All of a sudden, it seems the president who was eager to focus on “nation-building at home” is casting himself in a hoary role that many people thought went out with the Cold War: “leader of the free world.” The question is, can Barack Obama really play the part that Franklin Roosevelt, John F. Kennedy, or Ronald Reagan once did on the world stage—even if he performs very deftly—or is that too much to ask of any U.S. president these days?
Obama’s own top aides have been raising expectations that he can stride confidently back into the geopolitical limelight and lead a unified front against Vladimir Putin. “The strategic importance of this effort really can’t be overstated,” said his national security adviser, Susan Rice, commenting on the series of summit meetings that began in Holland on Monday not only with leaders of the retro-christened G-7 (good-bye Russia), but with Chinese President Xi Jinpeng in their first face-to-face since the G-20 last September.
Obama goes into these meetings as a president who is seen by critics to be in retreat from the world, and temporizing somewhat over Russia’s aggression. Can he come out of them with a renewed image as a tough, stalwart leader of the world’s only superpower—as the man who successfully stared down “America’s No. 1 geopolitical foe”? It’s no surprise that the author of that phrase, Mitt Romney, has been all over the TV talk shows criticizing the president for failing to agree with the GOP nominee’s tough assessment of Russia in 2012—not to mention carefully lumping Obama together with his first-term secretary of State, Hillary Clinton, the proclaimed Democratic front-runner for 2016.
But if the threat from Russia to parts of Eastern Europe today has echoes of the Cold War, a lot of other things are different, and they have little to do with Obama’s leadership. In recent years, as the G-7 meetings have been eclipsed by the more inclusive and dynamic G-20 summits, America’s voice has grown fainter in the crowd. The G-20 summits and subsequent meetings came of age in an era of U.S. weakness and culpability—with Wall Street seen as the cause of the 2008 financial crisis—rather than Cold War strength.
Hence, when U.S. officials have tried to guide events, their proposals have often seemed to elicit complaint, even contempt. At recent G-8 and G-20 meetings, the Germans have seethed over U.S. interference in E.U. budget issues, while other lesser powers like South Korea have simply slapped down American ideas. “In the ‘90s, I always thought that the persuasiveness of what I said was amplified by about 30 percent because I was a U.S. official,” one official who served in both the Clinton and Obama administrations told me after the 2009 Seoul summit. “This time around there was no amplification factor at all. In fact, if you were in the [Obama] administration there might even have been a slight discount.”

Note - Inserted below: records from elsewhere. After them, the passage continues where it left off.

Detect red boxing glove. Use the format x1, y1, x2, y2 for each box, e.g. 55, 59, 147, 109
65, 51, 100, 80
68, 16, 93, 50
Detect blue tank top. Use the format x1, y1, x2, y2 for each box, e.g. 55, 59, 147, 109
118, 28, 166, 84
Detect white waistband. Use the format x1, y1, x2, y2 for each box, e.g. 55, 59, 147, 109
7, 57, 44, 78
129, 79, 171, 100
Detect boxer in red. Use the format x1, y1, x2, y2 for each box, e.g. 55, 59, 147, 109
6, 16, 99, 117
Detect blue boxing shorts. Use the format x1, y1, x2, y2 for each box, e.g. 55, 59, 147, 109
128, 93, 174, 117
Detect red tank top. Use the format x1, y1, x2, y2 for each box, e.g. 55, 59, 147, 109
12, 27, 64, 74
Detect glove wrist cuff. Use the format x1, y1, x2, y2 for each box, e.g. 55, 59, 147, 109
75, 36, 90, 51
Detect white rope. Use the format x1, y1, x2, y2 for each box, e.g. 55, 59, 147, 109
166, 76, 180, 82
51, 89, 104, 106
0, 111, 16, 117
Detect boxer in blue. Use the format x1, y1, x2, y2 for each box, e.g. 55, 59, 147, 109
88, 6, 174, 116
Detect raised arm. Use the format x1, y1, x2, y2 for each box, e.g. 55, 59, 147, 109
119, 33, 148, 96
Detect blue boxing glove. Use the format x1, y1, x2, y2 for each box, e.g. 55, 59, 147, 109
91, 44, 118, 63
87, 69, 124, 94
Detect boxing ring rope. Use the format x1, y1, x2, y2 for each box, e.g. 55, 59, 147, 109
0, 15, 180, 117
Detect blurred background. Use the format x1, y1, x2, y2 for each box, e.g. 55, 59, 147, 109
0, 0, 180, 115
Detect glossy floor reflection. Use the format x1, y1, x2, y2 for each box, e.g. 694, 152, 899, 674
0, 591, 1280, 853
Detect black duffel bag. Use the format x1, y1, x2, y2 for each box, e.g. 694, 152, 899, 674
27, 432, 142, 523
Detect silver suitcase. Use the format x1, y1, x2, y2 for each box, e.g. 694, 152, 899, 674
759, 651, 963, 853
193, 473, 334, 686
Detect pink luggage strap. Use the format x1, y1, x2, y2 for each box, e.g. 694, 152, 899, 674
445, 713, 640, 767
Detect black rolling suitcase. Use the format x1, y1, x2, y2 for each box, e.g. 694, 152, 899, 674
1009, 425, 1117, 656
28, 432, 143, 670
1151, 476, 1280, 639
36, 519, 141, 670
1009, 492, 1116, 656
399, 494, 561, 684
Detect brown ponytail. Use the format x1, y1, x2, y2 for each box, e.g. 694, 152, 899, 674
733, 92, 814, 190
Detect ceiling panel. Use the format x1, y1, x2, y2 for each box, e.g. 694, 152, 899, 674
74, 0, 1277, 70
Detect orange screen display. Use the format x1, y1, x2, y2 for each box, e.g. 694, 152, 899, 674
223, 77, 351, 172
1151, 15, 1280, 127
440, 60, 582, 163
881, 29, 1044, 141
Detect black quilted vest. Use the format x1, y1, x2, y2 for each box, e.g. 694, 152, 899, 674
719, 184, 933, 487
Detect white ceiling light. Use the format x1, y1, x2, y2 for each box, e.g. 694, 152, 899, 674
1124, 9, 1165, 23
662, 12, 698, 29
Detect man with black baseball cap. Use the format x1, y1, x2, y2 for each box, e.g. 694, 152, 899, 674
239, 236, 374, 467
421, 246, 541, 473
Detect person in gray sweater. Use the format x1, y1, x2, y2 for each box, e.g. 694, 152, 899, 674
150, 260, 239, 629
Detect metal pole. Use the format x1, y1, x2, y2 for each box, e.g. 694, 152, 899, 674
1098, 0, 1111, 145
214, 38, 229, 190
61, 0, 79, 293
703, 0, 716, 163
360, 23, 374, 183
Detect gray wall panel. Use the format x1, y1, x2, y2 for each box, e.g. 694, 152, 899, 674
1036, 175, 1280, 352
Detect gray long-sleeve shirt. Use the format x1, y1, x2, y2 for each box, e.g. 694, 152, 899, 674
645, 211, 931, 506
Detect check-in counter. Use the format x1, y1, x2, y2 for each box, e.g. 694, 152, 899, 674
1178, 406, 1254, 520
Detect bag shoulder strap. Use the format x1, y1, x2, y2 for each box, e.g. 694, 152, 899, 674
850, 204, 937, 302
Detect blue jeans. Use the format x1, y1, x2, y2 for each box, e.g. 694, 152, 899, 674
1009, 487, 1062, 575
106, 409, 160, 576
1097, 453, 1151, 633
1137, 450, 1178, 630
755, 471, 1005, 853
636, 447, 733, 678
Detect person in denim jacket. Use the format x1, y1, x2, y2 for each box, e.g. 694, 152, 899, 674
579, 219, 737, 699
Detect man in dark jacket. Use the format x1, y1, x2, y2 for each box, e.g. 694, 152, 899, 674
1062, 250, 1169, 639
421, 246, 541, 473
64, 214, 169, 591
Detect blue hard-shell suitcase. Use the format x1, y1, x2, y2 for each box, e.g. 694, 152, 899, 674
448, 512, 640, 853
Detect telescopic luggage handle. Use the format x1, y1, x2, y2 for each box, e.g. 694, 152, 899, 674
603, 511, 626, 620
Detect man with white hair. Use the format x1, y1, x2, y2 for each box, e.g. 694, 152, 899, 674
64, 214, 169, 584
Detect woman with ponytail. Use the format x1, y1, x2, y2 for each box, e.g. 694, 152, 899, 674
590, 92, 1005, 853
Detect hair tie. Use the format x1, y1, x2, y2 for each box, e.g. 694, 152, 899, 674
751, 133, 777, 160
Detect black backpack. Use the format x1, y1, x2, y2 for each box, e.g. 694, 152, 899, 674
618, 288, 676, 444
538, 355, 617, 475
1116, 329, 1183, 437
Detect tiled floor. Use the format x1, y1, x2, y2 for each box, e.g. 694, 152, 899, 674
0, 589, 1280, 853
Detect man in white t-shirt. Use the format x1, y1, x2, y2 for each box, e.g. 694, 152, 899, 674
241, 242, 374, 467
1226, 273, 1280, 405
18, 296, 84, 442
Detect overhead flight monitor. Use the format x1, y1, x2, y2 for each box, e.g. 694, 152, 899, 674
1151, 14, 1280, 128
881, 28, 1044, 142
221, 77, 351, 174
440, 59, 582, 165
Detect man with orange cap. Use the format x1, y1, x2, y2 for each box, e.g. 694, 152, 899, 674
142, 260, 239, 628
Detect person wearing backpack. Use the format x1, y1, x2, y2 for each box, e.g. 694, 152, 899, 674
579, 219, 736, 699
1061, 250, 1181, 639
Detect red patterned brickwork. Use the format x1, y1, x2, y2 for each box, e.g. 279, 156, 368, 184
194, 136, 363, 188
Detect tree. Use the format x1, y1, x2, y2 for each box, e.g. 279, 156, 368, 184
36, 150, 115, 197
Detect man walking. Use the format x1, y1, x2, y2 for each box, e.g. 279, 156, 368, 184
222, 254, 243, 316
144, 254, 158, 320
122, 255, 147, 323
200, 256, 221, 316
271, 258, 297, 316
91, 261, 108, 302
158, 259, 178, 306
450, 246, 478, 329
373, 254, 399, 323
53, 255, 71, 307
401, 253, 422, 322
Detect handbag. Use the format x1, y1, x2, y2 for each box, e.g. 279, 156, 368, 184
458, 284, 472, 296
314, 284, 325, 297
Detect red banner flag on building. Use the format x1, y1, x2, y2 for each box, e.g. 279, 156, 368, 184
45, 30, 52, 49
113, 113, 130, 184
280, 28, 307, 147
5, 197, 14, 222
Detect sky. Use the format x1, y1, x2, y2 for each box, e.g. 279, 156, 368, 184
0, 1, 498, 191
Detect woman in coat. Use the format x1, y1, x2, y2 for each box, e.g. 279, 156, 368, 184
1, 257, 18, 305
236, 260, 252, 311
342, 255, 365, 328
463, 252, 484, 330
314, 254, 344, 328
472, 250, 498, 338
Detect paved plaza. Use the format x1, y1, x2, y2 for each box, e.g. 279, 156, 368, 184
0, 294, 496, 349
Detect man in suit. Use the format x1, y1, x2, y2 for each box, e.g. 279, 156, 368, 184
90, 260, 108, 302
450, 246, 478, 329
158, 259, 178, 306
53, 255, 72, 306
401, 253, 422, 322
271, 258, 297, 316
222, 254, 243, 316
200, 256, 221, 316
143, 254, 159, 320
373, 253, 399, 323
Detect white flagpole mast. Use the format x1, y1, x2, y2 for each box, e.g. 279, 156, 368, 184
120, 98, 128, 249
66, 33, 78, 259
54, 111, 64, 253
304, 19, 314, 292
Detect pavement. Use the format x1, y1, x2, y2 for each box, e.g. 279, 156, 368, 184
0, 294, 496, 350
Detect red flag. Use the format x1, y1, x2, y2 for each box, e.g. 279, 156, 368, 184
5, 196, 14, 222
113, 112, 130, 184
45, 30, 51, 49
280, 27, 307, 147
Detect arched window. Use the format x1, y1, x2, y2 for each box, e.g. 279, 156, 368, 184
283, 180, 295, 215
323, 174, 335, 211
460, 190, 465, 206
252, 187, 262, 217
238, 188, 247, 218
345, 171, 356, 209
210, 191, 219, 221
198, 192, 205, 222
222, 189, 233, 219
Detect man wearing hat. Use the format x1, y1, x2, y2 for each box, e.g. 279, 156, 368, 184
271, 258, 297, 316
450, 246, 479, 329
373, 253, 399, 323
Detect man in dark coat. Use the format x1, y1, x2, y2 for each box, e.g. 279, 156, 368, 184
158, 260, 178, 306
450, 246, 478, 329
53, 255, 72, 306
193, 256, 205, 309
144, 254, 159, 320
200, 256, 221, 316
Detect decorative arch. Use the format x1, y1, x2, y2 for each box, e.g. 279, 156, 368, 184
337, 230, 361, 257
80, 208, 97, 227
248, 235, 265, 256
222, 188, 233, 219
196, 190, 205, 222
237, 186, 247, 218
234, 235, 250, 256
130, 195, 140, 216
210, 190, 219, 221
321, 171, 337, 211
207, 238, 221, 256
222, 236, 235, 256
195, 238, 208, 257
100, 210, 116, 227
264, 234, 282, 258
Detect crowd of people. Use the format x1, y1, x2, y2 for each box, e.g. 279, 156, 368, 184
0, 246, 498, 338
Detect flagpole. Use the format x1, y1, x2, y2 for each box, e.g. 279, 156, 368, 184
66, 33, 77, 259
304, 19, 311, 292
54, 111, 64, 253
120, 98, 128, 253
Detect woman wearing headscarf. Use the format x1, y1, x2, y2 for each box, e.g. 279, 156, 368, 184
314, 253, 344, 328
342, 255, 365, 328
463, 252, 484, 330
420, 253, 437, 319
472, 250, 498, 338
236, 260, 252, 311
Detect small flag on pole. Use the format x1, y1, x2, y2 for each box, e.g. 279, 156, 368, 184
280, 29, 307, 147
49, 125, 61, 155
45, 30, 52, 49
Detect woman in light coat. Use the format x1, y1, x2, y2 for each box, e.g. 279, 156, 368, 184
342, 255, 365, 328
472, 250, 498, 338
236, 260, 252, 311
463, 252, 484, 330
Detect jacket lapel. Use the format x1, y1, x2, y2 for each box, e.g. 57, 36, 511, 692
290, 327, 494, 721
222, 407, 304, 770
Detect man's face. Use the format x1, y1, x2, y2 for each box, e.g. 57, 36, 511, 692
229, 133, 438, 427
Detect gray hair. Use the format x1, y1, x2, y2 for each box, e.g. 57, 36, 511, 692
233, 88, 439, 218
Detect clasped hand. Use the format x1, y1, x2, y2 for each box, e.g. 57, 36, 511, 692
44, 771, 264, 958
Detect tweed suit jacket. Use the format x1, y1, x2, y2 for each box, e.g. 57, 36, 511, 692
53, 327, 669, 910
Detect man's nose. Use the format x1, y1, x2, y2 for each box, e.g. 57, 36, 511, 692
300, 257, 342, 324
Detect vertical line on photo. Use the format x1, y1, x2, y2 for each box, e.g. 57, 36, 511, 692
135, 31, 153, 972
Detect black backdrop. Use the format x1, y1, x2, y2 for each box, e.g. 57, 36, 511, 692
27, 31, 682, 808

A changed international environment has also dramatically reduced U.S. leverage abroad. America’s share of the world economy has gradually declined, and even its mighty and still dominant military has been somewhat demystified by the success of insurgents in Iraq and Afghanistan over the past decade. Gone, too, is the moral and military authority left over from World War II and the bulk of the Cold War, when being a U.S. ally against Soviet power was not a choice but a necessity for “free-world” nations. Nor did it help that the United States never developed a new strategy in the post-Cold War era to replace containment, instead projecting an image of drift and internal dissent. Washington tried “democratic enlargement” (Bill Clinton), “assertive multilateralism” (Madeleine Albright), “the Bush Doctrine” (no one’s quite sure what it was), and more recently Obama’s “no-doctrine” presidency, but none has won many adherents abroad. Allied fealty has not been helped by the Snowden revelations either; German Chancellor Angela Merkel is said to be still upset by last year’s news that the National Security Agency was listening in on her cell-phone calls.
Many Russia experts also believe that the Kremlin’s move into Crimea was not planned as a strategic response to Washington, but was largely a tactical response to the surprise events of recent weeks, when pro-Russian Ukrainian President Viktor Yanukovych fled his country in the face of protests in Kiev. And as former U.S. Ambassador to Russia Michael McFaul said Monday, few American presidents have been able to stop Russian incursions in Eastern Europe going back to the Soviet invasion of Hungary in 1956. “When it comes to deterring Russian aggression in Eastern Europe, the American track record is pretty poor,” he said in a conference call with reporters.
Nonetheless, the stakes are high, indeed. Putin’s occupation of historically Russian-linked Crimea was seen as a last-ditch Kremlin response to the perceived Western infiltration into the former Soviet sphere beginning with the overthrow of communist regimes in the late 1980s, and European Union and NATO efforts to bring those countries under their umbrella. Obama, in other words, is being asked to answer for the policies of four previous American presidents—beginning with Reagan.
Thus, America’s role as the security superpower is suddenly very relevant again, especially in Europe. If Obama manages to emerge from this weeklong series of meetings trailed by positive reviews in the overseas media, and Putin does not dare go further than his annexation of Crimea in response to the threat of ever-broader sanctions, it could be a decisive moment for the U.S. president’s legacy—and for America’s stature in the world.
Obama’s response may also determine whether the title “leader of the free world” still exists.